He headed towards me without a thought of his mother, in that way that kids do when they become suddenly singleminded, when they have not yet learned the dangers of this world. He wanted to see my chair. But he only got a few steps and his mother grabbed him and pulled him back. I think she thought she was clearing my path. But I had already begun to slow and I'm good enough in my wheelchair that I don't leave a trail of dead children behind me.

It was what she said.

"Don't go anywhere near that man!!"

He protested.

"I said DON'T."

The sharpness of her reply cut him and he began to cry.

I know better than to intervene in these situations. And besides, Mom had her hands full in just managing his tears and upset all the while watching her daughter. It's not a learning moment.


I think she scared him about me and people like me.

I think she planted a seed in his heart about disabled people and our place in the world.

I don't think I'm over-stating it because I believe that prejudice is taught. I believe the lessons we give kids, intended or not, are learned.

His friendly attempt to talk to someone different than him ended in pain.

I hope one day an innocent encounter that he has with someone different doesn't end in pain again.


Unknown said...

What a lost opportunity for that family. My daughter who has autism is often met with stares from young kids. We always smile, say hi. We would welcome a child's questions too. I do find adults now are more aware and friendly these days (my daughter is 42) and we often get knowing smiles.

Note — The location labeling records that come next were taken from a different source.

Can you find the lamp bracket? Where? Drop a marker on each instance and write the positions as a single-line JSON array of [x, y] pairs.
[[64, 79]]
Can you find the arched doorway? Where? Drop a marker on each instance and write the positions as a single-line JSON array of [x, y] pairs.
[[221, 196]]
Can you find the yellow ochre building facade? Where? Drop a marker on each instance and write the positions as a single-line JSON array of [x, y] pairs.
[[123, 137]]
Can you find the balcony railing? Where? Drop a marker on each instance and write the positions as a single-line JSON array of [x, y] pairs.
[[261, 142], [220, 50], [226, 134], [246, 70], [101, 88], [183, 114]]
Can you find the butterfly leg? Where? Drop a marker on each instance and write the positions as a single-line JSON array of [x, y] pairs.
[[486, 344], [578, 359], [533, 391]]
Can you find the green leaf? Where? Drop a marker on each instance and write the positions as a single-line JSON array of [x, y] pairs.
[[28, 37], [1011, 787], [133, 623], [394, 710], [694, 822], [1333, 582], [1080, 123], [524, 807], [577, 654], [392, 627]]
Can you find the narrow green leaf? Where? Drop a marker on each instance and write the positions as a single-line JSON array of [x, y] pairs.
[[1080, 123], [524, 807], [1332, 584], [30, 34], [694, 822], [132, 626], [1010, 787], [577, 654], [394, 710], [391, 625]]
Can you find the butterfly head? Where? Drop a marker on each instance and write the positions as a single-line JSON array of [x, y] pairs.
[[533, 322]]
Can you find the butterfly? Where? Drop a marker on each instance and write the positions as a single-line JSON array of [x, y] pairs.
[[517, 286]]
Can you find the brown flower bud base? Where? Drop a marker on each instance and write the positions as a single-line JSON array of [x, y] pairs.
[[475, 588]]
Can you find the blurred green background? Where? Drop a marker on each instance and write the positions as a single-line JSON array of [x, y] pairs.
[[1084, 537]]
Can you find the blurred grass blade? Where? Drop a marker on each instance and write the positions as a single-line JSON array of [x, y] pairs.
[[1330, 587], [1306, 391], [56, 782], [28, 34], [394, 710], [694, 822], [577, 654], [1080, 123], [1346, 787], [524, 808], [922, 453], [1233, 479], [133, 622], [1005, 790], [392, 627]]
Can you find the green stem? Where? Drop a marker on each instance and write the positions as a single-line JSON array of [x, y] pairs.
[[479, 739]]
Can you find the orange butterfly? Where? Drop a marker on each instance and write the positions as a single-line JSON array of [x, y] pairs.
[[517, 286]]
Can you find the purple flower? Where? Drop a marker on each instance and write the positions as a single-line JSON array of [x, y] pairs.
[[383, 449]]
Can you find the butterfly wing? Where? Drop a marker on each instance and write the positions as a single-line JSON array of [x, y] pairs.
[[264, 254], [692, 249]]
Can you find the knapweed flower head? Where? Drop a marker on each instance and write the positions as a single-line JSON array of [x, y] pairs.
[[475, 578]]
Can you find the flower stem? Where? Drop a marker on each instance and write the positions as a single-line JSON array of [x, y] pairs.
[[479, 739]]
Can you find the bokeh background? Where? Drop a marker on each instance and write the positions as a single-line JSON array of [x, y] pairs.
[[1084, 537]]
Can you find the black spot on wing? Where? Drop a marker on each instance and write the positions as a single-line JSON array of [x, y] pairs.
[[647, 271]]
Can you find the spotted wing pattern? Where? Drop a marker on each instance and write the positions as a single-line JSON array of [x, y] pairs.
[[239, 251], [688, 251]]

Susan Gilroy
P.S. I had the privilege of attending one of your Massachusetts workshops early in my human services career around 1994.

Adelaide Dupont said...

Dave and everyone:

I hope that he and his sister have encounters with different people every day - in and out of the mediation of their mother and their caring figures.

And come to seek them out without fear and without guilt - with pleasure and learning and openness.

Plus - wheels and the people who use them are cool!